Sigmoid and hyberbolic tangent (Tanh) functions
Sigmoid and Tanh are typically used for fully connected networks aimed for binary
classification problems. Can be used for the output layers of a CNN
Softmax
Softmax is equivalent to Sigmoid for binary classification but is primarily aimed for
the multi class case where the non-normalized output of a network is mapped onto a
probability distribution over predicted output classes.
Typically used in the output layers of CNN.
Gaussian activation function
Can be used for the output layers of a CNN.
For regression problems, the final layer has typically an identity activation.
49. LeNet-5 – A Classic CNN Architecture
In 1990 Yann LeCun, Leon Bottou, Yosuha Bengio and Patrick Haffner proposed a neural network architecture for
handwritten and machine-printed character recognition which they called LeNet-5. The architecture is
straightforward and simple to understand and well suited as an Introduction to CNNs.
The LeNet-5 architecture consists of:
• two sets of convolutional and average pooling (subsampling) layers followed by
• one flattening convolutional layer, then
• two fully-connected layers and finally
• one Softmax classifier.
50. First Layer
The input for LeNet-5 is a 32×32 grayscale
image which passes through the first
convolutional layer with 6 feature maps or
filters having size 5×5 and a stride of one. The
image dimensions changes from 32x32x1 to
28x28x6.
Second Layer
Then the LeNet-5 applies average pooling layer
or sub-sampling layer with a filter size 2×2 and
a stride of two. The resulting image dimensions
will be reduced to 14x14x6.
51. Third Layer
Next, there is a second convolutional layer with 16 feature maps having size
5×5 and a stride of 1. In this layer, only 10 out of 16 feature maps are
connected to 6 feature maps of the previous layer as shown below. The main
reason is to break the symmetry in the network and keeps the number of
connections within reasonable bounds. That’s why the number of training
parameters in this layers are 1516 instead of 2400 and similarly, the number
of connections are 151600 instead of 240000
Fourth Layer
The fourth layer (S4) is again an average pooling layer with filter size 2×2
and a stride of 2. This layer is the same as the second layer (S2) except it has
16 feature maps so the output will be reduced to 5x5x16.
52. Fifth Layer
The fifth layer (C5) is a fully connected convolutional layer with
120 feature maps each of size 1×1. Each of the 120 units in C5 is
connected to all the 400 nodes (5x5x16) in the fourth layer S4.
Sixth Layer
The sixth layer is a fully connected layer (F6) with 84 units.
Output Layer
Finally, there is a fully connected Softmax output layer ŷ with 10
possible values corresponding to the digits from 0 to 9.
Le-Net-5 layers
54. Timeline for CNN
1980 The Neocognitron, introduced by Kunihiko Fukushima.

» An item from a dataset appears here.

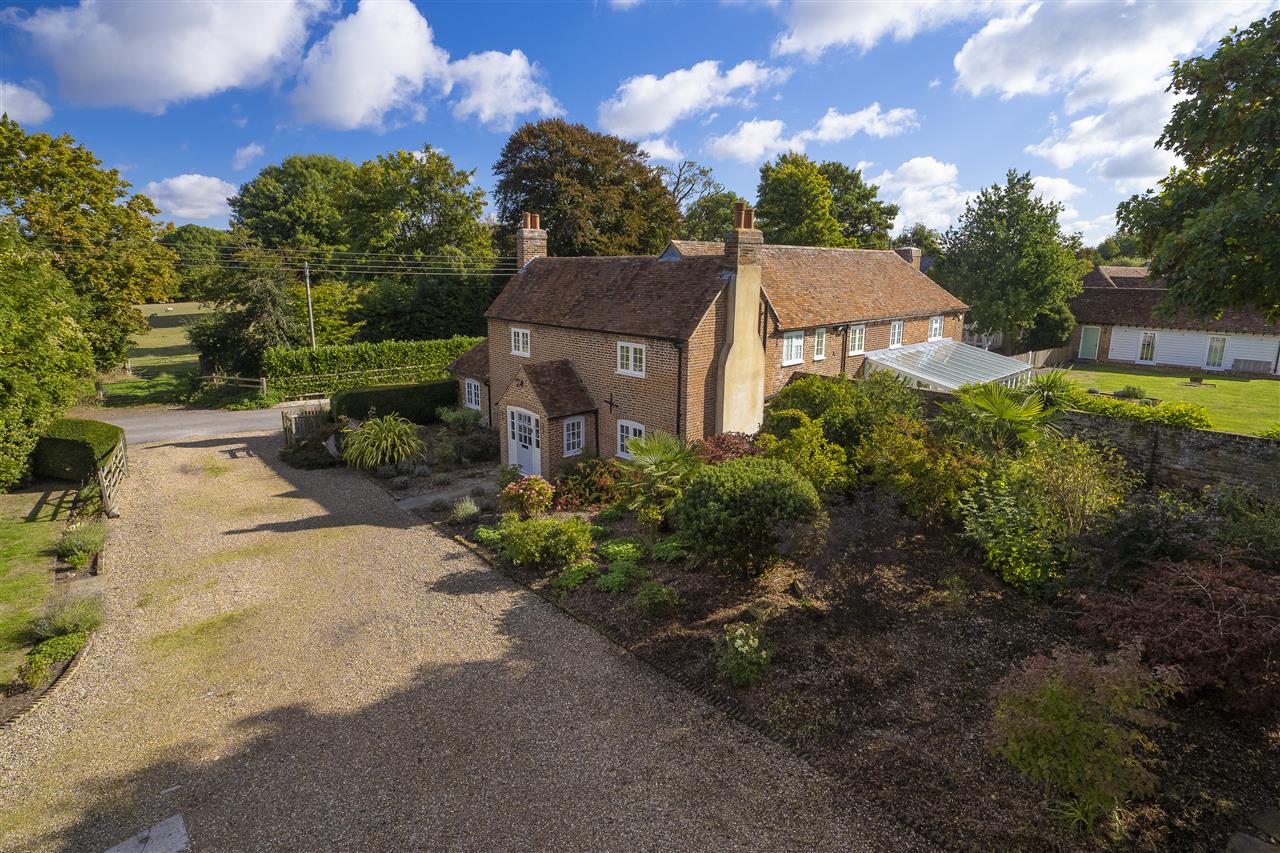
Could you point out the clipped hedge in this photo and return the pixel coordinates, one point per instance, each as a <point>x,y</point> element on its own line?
<point>293,372</point>
<point>72,447</point>
<point>416,402</point>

1987 Time delay neural networks (TDNN), introduced by Alex Waibel.
1989 A system to recognize hand-written ZIP Code numbers using convolutions based on
laboriously hand designed filters, introduced by Yann LeCun.
1989 LeNet-5, a pioneering 7-level convolutional network by Yann LeCun.
2006 The first GPU-implementation of a CNN was described in by K. Chellapilla.
2012 Alexnet, A GPU-based CNN by Alex Krizhevsky
2013 won the ImageNet Large Scale Visual Recognition Challenge.